6. Put away the contract. Back when I used to work for the circus, we always had contracts between the show and the venue. They were pretty specific, as in how many phone lines the arena was going to provide and who was going to secure permits for stuff, etc. But the thing was, over the years relationships developed and sometimes the venue would throw in extra stuff but there was also, invariably, a few minor things that they stopped doing over time. One promoter I worked with had a great philosophy about all of this. She said, “If you have to pull the contract out, you lose.” Because the fact is, there were probably things that the show let slide, too. That’s how I look at divorce and custody. I try to be human. So does Tom. If I can throw him a bone here and there, I do, with the knowledge that I’m building goodwill and that he will provide the same consideration for me. Life doesn’t conform to contracts. Schedules change. Circumstances changes. Things come up. As long as it’s not constant and completely disruptive to your children, roll with the occasional blips.
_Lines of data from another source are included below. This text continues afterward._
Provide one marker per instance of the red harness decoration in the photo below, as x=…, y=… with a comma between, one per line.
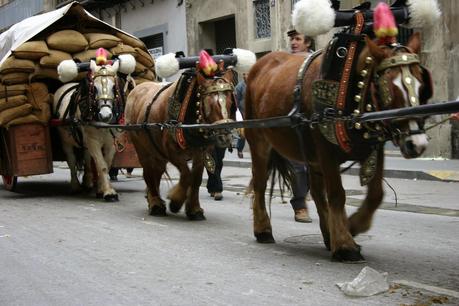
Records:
x=341, y=132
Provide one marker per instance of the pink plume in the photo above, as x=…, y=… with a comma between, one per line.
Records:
x=384, y=24
x=207, y=63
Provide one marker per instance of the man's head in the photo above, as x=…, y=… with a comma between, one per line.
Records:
x=299, y=42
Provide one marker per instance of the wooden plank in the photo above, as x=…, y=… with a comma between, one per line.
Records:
x=30, y=151
x=126, y=155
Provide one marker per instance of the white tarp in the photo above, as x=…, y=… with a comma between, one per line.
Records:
x=22, y=31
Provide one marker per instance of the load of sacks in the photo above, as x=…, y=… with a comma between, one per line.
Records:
x=29, y=76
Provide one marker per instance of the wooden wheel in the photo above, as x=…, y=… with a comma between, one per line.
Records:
x=9, y=182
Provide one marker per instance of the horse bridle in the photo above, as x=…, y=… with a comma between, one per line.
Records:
x=118, y=106
x=221, y=87
x=381, y=95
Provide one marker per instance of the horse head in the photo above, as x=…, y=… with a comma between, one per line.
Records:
x=216, y=100
x=104, y=89
x=399, y=80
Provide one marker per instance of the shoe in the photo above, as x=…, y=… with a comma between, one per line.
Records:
x=218, y=196
x=302, y=215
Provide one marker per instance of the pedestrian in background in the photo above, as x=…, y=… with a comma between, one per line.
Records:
x=300, y=45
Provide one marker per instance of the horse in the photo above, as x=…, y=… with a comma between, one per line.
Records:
x=384, y=77
x=197, y=97
x=97, y=98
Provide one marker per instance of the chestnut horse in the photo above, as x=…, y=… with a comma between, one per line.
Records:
x=210, y=100
x=270, y=87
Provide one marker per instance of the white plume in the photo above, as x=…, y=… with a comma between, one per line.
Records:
x=245, y=60
x=67, y=71
x=313, y=17
x=127, y=63
x=166, y=65
x=423, y=13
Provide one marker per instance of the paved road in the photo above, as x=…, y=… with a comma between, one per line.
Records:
x=59, y=249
7. Money isn’t just money. It’s also security and peace of mind — and that is all stuff that bleeds over into how you parent your children. If you’re up at night, worrying about whether you can pay the bills or whether or not you’re going to get evicted, you’re going to be distracted and probably pretty irritable with your little munchins (at best). If you’re the one paying, do it. It might burn your ass a bit, but it’s part of divorce and you can’t change it. If you don’t do it, keep in mind that you’re torturing your children’s other parent, which in turn is going to affect them and their quality of life if that other parent is just scraping by all the time. (Not talking about Tom here, BTW. But I’ve seen other people lay down on the job with stuff like this. “I’m unemployed so I can’t pay …” Oh, then why are you driving a new car?) 

8. Say goodbye to the gravy train. Unless you have a lot of money already, expect to feel a financial pinch. Are you going to be able to continue to live in the manner you’re accustomed to? Probably not. It costs more to run two households than it does to run one. Budget carefully. Get some real numbers to work with so you know what you need before you sit down to talk turkey with the ex.

9. Shut up. Tom and I have a strict rule that we don’t talk about our financial agreement with anyone else. Why? Because people will inevitably start saying that one of you should be asking for more and one of you should be paying less. If you have something that you feel is pretty fair, don’t monkey with it. But understand, once again, that circumstances change. Unexpected things come up. Be human about this. Be fair.

10. Tune out the peanut gallery. Another circus analogy: There was a horrific tiger attack (that I didn’t witness) while I worked for the circus. One of the tiger handlers later told me that when the first tiger took out the trainer, several others lunged too as soon as the guy was down. This happens in divorce, too. In the past seven months, there have a been a couple of instances where people around us have smelled blood and tried to jump in and get a piece of the gory action — not family or friends, thank God, but people on the periphery of our lives who have tried to start trouble. I don’t know what the impulse was to make these people do this. It shocked me every time. And you know what? These instances could’ve made things pretty ugly if we let them. The first time this happened, much to Tom’s credit, he talked to me about the situation and we sent the (effing crazy) person who apparently stalks this blog a note saying that we didn’t wish to have any contact with her and we signed it “Trish and Tom Johnston.” There will be people who will view your divorce as a spectator sport. They’ll want to stir things up. Don’t indulge them. Remember that vision from point #1? Pull that out and think about that. Even if someone says something that really ticks you off, let it go.

So that’s where I sit right now. In the grand scheme of things, this is still pretty new but I think we’re off to a good start. It’s not always easy. It’s been a conscious choice on both of our parts to do all of this, but I’m really, really proud of us. I hope I can always say that.

Best of luck to all my newly-single readers. It’s a tough road but you’ll be OK. Hugs from me.